Sunday, October 26, 2008

Honest, It's Still Not Over

Damn this election cycle - it's destroyed my ability to sleep in on Sunday. No matter when I turn in on Saturday night, my eyes snap open at about 7:50am, which on the west coast is ten minutes before MEET THE PRESS, THIS WEEK, FOX NEWS SUNDAY and FACE THE NATION. Then in ten minutes I have to choose between those four. Lately it's been MTP (it's fun to laugh at Brokaw's "ells") but today I opted for Fox News Sunday.

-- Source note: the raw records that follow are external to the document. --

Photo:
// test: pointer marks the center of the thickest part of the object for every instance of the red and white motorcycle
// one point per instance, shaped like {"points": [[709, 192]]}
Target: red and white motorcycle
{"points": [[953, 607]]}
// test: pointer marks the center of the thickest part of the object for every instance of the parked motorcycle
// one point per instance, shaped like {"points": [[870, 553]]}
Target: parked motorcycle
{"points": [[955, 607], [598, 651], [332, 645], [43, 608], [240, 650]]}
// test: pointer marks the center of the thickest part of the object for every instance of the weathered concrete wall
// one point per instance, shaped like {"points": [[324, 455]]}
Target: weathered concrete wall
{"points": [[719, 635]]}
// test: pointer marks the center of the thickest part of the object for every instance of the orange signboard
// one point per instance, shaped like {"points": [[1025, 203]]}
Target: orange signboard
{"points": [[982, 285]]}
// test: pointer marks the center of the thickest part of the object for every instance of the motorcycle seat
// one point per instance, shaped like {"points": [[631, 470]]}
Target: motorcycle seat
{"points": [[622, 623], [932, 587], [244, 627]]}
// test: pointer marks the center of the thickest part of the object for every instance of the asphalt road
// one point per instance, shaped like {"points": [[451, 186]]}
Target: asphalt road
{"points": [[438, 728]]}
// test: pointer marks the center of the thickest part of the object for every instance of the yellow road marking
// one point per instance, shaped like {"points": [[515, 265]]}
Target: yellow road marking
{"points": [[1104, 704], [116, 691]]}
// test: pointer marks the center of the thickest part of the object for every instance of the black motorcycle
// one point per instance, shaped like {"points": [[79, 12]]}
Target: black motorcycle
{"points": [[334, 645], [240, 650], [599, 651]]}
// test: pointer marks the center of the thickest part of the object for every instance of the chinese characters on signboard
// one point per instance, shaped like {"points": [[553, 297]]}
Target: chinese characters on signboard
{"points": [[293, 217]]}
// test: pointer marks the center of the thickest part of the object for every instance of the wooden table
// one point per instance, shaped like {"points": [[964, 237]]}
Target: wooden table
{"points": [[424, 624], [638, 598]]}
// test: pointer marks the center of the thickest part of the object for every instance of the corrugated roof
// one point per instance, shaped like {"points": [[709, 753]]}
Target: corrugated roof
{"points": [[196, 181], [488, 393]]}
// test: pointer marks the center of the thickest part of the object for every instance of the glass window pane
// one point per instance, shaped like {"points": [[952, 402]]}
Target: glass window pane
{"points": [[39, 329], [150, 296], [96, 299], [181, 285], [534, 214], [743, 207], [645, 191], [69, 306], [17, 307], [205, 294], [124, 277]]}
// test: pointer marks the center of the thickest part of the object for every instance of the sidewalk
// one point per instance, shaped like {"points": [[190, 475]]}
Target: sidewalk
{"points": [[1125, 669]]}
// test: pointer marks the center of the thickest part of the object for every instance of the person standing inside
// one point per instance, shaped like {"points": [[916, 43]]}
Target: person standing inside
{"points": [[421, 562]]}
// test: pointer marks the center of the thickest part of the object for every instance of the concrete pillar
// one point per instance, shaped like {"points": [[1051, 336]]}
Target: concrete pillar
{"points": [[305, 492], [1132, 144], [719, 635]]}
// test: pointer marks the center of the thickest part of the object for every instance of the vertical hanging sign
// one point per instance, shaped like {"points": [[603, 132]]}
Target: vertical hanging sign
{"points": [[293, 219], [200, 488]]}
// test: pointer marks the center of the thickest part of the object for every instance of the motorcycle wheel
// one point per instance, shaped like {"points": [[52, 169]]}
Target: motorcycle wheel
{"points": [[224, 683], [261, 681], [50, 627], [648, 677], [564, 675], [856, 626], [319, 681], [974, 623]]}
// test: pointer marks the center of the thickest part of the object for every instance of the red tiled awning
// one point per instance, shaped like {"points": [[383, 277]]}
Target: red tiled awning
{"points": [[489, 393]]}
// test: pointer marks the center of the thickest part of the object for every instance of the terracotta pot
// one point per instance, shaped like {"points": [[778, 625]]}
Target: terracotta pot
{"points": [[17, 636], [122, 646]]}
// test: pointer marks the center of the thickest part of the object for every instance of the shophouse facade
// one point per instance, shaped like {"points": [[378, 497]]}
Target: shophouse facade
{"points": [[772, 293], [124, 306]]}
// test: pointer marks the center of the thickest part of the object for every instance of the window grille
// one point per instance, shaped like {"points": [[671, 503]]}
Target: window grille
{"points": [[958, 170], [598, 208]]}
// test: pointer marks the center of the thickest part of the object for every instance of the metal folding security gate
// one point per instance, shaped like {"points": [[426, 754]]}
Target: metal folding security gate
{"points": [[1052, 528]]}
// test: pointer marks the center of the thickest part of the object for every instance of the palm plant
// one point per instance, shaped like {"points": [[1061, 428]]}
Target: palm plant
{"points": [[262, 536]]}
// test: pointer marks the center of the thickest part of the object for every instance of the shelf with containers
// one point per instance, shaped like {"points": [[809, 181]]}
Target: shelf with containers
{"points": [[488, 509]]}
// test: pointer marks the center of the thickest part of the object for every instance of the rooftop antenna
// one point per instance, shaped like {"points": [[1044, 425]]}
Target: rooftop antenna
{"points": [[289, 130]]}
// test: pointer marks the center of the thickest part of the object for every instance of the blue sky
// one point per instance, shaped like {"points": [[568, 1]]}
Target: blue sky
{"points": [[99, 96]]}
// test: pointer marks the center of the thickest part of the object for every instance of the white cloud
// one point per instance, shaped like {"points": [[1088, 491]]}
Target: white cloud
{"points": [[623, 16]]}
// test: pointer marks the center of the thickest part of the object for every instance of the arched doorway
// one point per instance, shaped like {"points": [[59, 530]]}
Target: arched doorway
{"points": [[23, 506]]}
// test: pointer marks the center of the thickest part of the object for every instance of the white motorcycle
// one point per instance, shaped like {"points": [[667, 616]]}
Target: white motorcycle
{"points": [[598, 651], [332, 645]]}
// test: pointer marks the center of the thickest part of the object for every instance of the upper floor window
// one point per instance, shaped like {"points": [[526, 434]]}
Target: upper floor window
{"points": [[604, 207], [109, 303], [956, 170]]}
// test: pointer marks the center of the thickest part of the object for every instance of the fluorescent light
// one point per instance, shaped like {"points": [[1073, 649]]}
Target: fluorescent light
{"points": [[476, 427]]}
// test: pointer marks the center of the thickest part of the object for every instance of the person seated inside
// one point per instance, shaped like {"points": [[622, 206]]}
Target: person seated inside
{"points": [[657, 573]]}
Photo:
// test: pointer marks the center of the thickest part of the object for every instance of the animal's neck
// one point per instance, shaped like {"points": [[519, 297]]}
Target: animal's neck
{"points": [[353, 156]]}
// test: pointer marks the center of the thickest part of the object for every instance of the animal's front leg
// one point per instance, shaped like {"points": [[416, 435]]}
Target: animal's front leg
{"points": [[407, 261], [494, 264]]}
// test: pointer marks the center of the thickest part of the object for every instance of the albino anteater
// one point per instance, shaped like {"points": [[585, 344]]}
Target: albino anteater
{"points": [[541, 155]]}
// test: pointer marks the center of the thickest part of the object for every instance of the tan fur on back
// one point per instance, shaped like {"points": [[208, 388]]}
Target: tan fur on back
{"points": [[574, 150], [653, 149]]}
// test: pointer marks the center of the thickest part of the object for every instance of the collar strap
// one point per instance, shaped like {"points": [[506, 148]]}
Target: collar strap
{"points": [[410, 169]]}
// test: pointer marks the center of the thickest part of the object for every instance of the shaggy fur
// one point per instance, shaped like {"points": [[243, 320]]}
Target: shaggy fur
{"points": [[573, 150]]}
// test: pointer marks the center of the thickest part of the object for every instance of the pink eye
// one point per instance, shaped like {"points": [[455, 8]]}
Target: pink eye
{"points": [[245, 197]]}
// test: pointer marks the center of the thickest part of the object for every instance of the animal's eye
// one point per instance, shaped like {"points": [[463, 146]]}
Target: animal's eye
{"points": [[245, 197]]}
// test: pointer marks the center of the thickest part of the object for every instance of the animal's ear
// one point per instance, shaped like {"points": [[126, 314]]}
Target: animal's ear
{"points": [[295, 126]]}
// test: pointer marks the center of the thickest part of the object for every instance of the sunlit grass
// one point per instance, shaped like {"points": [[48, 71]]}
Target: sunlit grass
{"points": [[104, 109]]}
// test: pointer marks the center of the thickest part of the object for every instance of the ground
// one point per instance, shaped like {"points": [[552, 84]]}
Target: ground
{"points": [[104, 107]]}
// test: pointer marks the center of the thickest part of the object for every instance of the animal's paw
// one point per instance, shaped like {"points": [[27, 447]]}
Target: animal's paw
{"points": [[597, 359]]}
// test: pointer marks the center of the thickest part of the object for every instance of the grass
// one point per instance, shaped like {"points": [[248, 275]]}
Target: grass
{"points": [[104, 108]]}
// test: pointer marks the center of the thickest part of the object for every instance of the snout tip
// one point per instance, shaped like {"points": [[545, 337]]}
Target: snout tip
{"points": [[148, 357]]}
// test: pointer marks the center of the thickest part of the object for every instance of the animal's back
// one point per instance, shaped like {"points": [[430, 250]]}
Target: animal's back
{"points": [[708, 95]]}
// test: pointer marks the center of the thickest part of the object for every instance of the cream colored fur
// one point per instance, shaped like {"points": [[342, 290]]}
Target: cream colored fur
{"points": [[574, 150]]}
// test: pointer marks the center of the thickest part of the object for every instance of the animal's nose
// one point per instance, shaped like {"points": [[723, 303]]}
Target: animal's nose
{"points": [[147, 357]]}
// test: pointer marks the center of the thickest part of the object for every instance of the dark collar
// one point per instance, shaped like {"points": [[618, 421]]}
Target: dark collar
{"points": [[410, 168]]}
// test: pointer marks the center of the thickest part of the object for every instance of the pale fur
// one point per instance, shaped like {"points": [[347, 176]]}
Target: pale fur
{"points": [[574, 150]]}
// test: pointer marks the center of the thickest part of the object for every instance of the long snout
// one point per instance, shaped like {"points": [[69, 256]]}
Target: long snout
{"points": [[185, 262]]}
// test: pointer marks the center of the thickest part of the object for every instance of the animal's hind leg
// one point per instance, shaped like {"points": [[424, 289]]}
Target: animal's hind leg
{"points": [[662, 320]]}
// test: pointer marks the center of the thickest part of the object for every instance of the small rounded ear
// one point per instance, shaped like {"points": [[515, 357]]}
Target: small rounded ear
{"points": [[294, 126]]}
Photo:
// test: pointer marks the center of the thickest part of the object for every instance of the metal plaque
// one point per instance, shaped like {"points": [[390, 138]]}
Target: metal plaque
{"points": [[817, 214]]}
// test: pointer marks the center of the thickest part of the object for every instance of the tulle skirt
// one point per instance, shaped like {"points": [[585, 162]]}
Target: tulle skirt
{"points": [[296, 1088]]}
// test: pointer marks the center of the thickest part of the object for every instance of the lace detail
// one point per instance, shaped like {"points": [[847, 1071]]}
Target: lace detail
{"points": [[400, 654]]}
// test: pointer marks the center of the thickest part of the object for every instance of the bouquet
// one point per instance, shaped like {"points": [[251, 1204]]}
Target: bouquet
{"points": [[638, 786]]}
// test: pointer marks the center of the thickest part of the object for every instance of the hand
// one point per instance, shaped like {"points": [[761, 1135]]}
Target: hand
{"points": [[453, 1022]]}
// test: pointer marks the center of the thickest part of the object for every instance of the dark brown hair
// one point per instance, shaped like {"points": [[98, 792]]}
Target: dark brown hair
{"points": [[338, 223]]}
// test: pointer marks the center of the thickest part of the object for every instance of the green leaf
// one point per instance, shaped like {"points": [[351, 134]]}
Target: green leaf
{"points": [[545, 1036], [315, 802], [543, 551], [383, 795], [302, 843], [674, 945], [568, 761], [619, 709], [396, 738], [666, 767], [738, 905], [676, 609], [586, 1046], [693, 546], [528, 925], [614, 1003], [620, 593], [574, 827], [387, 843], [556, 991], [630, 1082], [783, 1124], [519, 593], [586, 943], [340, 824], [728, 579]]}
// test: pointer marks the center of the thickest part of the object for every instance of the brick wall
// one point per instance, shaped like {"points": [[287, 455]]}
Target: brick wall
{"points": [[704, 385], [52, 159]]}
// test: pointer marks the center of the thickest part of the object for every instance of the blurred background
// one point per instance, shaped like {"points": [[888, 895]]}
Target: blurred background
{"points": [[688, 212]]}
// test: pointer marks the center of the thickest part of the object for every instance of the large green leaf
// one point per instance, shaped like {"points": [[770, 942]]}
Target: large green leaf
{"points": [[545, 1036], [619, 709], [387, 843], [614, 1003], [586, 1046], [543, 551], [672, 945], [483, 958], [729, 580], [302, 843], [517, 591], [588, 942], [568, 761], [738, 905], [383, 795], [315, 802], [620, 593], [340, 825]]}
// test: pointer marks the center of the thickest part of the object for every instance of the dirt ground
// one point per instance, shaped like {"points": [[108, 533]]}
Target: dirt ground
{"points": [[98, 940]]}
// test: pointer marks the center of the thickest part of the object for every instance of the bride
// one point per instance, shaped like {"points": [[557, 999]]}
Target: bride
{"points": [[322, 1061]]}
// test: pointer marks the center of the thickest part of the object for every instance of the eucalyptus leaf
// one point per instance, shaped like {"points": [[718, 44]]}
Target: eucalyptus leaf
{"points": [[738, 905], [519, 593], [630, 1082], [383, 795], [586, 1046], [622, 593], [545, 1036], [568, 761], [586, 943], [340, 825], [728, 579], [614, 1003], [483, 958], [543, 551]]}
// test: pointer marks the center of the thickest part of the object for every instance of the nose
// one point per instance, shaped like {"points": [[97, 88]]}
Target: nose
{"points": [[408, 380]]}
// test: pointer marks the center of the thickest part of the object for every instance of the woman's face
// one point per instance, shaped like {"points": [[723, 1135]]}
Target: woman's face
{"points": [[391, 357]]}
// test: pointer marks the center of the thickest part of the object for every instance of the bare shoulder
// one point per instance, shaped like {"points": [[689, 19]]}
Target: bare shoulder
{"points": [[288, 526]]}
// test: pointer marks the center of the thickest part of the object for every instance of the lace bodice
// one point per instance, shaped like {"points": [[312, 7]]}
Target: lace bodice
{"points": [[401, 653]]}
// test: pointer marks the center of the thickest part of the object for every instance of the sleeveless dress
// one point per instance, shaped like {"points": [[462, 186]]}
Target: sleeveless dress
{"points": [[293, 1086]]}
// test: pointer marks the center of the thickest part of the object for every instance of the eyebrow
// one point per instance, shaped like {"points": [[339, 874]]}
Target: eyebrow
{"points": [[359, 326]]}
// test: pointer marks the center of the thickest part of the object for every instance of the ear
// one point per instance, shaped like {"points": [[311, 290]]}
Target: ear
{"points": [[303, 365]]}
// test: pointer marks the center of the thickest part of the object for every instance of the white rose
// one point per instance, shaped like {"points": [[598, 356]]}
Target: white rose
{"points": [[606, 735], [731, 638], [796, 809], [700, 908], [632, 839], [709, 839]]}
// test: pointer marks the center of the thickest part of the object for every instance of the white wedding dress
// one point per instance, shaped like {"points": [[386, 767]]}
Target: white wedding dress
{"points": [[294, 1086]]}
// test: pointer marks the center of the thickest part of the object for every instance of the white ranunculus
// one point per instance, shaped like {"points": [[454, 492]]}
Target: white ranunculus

May I say, mad props to Chris Wallace. I've seen him on other occasions and he's just has hard on Conservatives as he is on Liberals, the way good journalists should be. It's the job of the subject to accept the challenge and either repudiate it or dig themselves into a deeper hole. Wallace at the helm (plus a desire to play beyond the base in a way that people at the Fox News Network don't seem to care to) makes Fox News Sunday a decent news show. Its bias is mitigated considerably by the Wallace interviews, and then shoots back up again during the panel. More on that later.

This morning the guest was Master Strategist Karl Rove.

Karl isn't looking as ebullient as we've seen him in the past. In fact, though he took a few stabs at "it isn't over until it's over" this clip demonstrates that he's pointing a finger at the people who have destroyed the campaign by pointing fingers at the ones who are destroying the campaign. This interview seemed to be the result of a little too much heavy drinking by Rove the night before. And more in the green room. 

Karl tried to dismiss the polls by saying you can't trust them, that's why candidates conduct their own polls. However, the impression he gave was that the inside polling was probably just as bad, possibly much, much worse.

The interview was followed by a segment that was to feature Gov. Tim Kaine, D-Va. and former Gov. Tom Ridge, R-Pa. Ridge had plane trouble and couldn't make it, leaving only Obama supporter Kaine, whom Wallace seemed to be going easy on; that is, no talk of Ayers or socialism.

Then came the round-table discussion. It was the usual balanced panel - William Kristol and Britt Hume representing the right, Mara Liasson and Juan Juilliams (ha ha, just kidding - Williams) representing the left. Though the latter two work at NPR, they're moderates. Liasson seemed visibly perturbed at the idea of an Obama presidency. So the panel, just like the rest of the country, is three-quarters opposed to Obama. Anyway, the discussion ranged from whether Sarah Palin is a liability to the McCain campaign to how over the race is. There was a notable lack, again, of the terrorist-socialist-antichrist subject matter that has dominated the race. Since I haven't seen that muck on MTP either I cannot say that FNS has been wading through it. Maybe all these shows think it's beneath the purview of the beltway insiders; it's for the Applebee's crowd and they dine at Puck's.

It's only nine days to the election, and it could still turn around. But it's gonna have to turn around A LOT in such a short time, and nobody can quite put their finger on what the thing is that will make Obama look like a worse choice than McCain. With Ashley Todd in jail, there is even less hope.